All 5,531 genomes of N. meningitidis and the metadata used in this study were retrivied from BIGSdb database53 (www.pubmlst.org/neisseria) in September 2015. The csc gene, which encodes a particular poly sialyltransferase that defines the serogroup C, was used as a query in the Blastn search against BIGSdb to select all MenC genomes. A preliminary genome phylogeny with 645 MenC genomes was performed by feature frequency profiles - FFPs (http://ffp-phylogeny.sourceforge.net/)54 (Fig. S1). From the resulting phylogeny, 96 representative MenC genomes and other N. meningitidis CC103 close relatives (considering the presence in GenBank and their position at the phylogenetic tree) were selected for a more datailed analysis (Table S2). Core genome SNPs were identified in these genomes and used for the construction of a phylogenetic tree with the Parsnp program from the Harvest suite55 with the “-p 16 -x -c” parameters. The Gegenees software56 was used for the comparative analysis of gene contents among genomes. The software performs a pairwise comparison of genome fragments creating a distance matrix based on shared fragments, which was exported as a Nexus file; the split tree gene content was produced using SplitsTree4 through the GeneContentDistance method57.

Identification of DNA methyltransferase genes/RMS analysis

All nucleotide sequences of RMSs (DNA methylase and DNA endonuclease) identified in N. meningitidis were obtained from REBASE (rebase.neb.com). Total sequence redundancy (100% identity) were removed using the CD-HIT-EST program58. An RMS presence/absence matrix, considering the 35 non-redundant RMSs sequences, was constructed with the LS-BSR pipeline using default settings50. The resulting presence/absence binary table was converted into a distance matrix and clustered by means of a complete linkage hierarchical cluster analysis using heatmap.2 function from the gplots R package51.

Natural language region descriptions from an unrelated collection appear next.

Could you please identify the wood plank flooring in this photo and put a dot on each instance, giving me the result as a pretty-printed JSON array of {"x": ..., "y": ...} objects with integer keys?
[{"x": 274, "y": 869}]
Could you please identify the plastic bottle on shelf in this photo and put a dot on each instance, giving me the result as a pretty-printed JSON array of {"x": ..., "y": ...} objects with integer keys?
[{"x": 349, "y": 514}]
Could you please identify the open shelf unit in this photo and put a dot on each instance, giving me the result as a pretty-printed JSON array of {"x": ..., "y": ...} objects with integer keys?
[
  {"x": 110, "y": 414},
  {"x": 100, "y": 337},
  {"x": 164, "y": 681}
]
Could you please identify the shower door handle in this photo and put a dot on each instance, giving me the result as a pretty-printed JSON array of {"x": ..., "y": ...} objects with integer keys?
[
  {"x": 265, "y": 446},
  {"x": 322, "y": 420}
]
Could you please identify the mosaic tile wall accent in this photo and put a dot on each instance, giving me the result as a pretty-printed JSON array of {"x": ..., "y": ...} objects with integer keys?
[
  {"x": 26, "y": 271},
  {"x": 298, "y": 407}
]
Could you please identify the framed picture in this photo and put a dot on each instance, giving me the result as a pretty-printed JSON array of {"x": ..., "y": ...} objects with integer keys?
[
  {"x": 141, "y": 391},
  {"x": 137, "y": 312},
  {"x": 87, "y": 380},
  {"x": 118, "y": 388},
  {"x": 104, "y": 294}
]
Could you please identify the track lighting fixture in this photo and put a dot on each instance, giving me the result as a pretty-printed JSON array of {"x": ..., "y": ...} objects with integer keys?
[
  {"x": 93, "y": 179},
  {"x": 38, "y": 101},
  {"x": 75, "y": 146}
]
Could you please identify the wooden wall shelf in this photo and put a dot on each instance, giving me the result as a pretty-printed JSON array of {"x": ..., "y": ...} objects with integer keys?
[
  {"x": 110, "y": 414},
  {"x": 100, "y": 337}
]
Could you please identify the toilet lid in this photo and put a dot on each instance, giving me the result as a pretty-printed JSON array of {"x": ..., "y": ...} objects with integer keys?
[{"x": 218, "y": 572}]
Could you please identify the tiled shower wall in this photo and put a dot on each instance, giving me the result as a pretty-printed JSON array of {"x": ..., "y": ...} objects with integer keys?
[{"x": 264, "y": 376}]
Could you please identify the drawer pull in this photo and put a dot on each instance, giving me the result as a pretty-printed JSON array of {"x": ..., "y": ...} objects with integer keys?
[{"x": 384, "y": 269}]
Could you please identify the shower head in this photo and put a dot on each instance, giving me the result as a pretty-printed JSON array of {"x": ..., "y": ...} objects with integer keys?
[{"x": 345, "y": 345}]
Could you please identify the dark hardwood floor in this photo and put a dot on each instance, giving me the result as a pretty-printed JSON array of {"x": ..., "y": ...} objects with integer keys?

CRISPR identification and analyses

Putative CRISPR arrays were identified in the Brazilian MenC CC103 using PILER-CR v1.06 with default parameters59. Spacer target sequences were clustered with CD-HIT v4.6 using a 90% sequence identity cutoff (parameter: cd − hit − esti[spacer sequences] − r0 − c0.9 − d100 − [result]); the non-redundant spacer sequences were subsequently compared with prophage regions found in the FAM18 genome by similarity comparisons.